On the surface, I felt I had finally found the “Mother Ship”. Up-market, well-heeled, coolly Episcopalian-looking congregation; all-male choristers, decked and trimmed in dazzling red and white, high-necked regalia; massive pipe organ bellowing a Bach Prelude; did I mention the Norman crypt?
Yes, even without the ‘smells and bells’ that I so desperately long and pine for (what is it with English Anglicans and their anti-smoke/incense stance?), this place had most, if not all, of the pomp and circumstance I think God deserves, though doesn’t require. Besides, any church that has its own “Choir Librarian” wins in my book! I mean, now that is just sexy…in a spiritual way, of course.
The Norman crypt is the oldest part of the church and dates back to 1123. I crept down the cold, ash coloured stones to the crypt, and found, alongside the slabs of the long dead, the remnants of a medieval "Ducking Stool". I could not believe my eyes, nor could my hands resist. I closed my eyes and ran my hands over the wheel and wooden flanks of this intricate torture device. I dug my fingers into a hole where a spoke had long gone missing, relishing the thought of collecting some medieval dust under my nails. I wanted to touch, smell and sense the past, those frightening and confusing times. They thought they were living in the end times. But still life went on, and still life goes on. Perhaps each generation of people believes their time is the only time, the most important, painful, or significant. And still, we go on.
A note on the wall reminded me that the "Ducking Stool" was used as an implement of punishment for: “Dishonest bakers, brewers of unadulterated beer, scolding wives, women of immoral character or those suspected of witchcraft, and quarrelsome married couples.” Happy times, indeed.
I left St. Mary’s beaming, basking in the bright October sunlight, and the thought that: “Yes, I’ve found it.” But, just as I was passing through the church’s massive, beautiful garden, the collegiate bells rang out, thundering the arrival of the noon hour; my heart broke with the thought of little St. Peter’s back in Barford. So humble, so small, so modest by comparison.

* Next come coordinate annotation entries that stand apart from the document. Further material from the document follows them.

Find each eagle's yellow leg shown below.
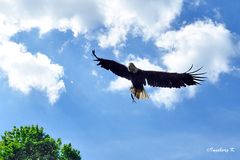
[130,86,149,99]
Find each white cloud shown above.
[0,42,65,104]
[99,0,182,48]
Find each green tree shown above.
[0,125,81,160]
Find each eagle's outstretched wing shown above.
[142,66,206,88]
[92,50,130,80]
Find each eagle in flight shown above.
[92,50,206,102]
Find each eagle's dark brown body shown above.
[92,50,205,99]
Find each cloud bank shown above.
[0,0,236,108]
[0,42,65,104]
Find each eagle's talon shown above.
[131,94,137,103]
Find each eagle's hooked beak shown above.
[128,62,138,73]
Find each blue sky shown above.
[0,0,240,160]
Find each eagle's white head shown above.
[128,63,138,73]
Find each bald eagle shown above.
[92,50,206,102]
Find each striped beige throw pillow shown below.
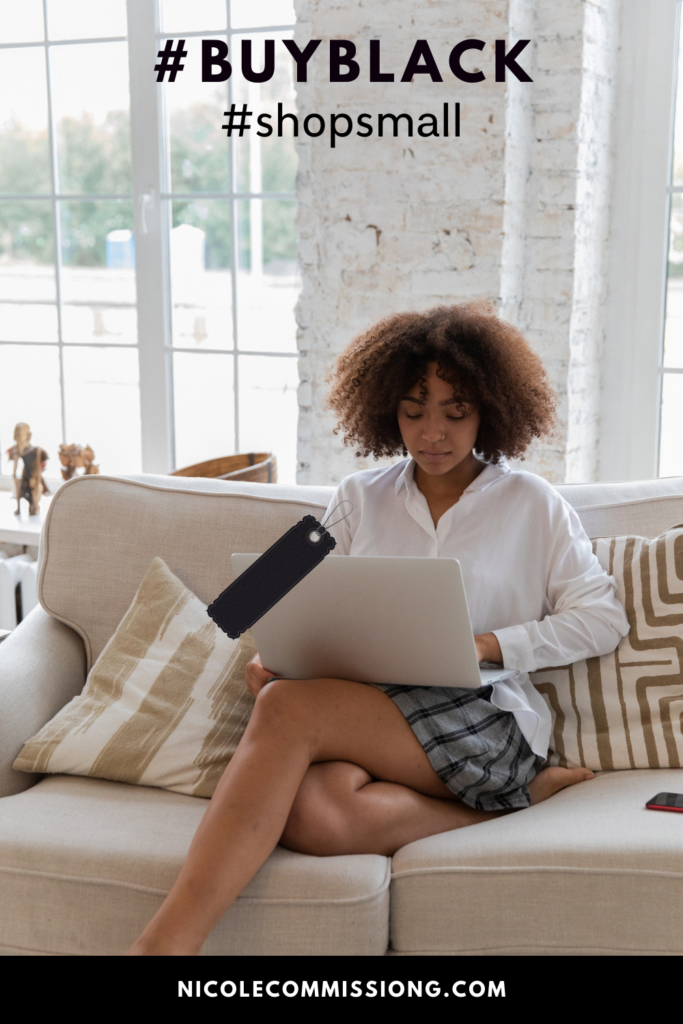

The vicar had asked me at Morning Prayer this past Thursday, if he would see me at service on Sunday, he had planned to “welcome us” during the service. I had hemmed and hawed ("hummed and hawed" in Brit English), knowing I was had planned to go to St. Mary’s for a “bigger and better” experience. I feel so awful now. A place like St. Peter’s needs people like me. Am I looking a gift horse in the mouth? St. Peter’s may not be everything I want, but it may be what I need. And maybe, it is a place that needs me, instead of the other way around. Perhaps that is the lesson I am meant to learn in all this.
2 comments:
Ah, Alycia...here's to soft treats at the films...screened at home or in the cinemas...and here's to the quiet and delightful splendor experienced in pews dusted and loved in the little churches where you are missed if Sunday comes and you don't...it's the cds of english choral music and the boys choirs whose voices reach beyond the eaves of the ancient churches that get me through...seeing as how I'm a london girl living over here on other side o' the pond in and near towns named after the real British places that all the disenchanted folks left in the year dot...circa 1600ish...
write on, dear friend over there on other side of pond, write on...
i stumbled across your blog today and just had to start from the very beginning[its a weird thing i have with blogs]
i love the way you've written this piece-the descriptions,feelings,all of it just gives me a lump in the throat.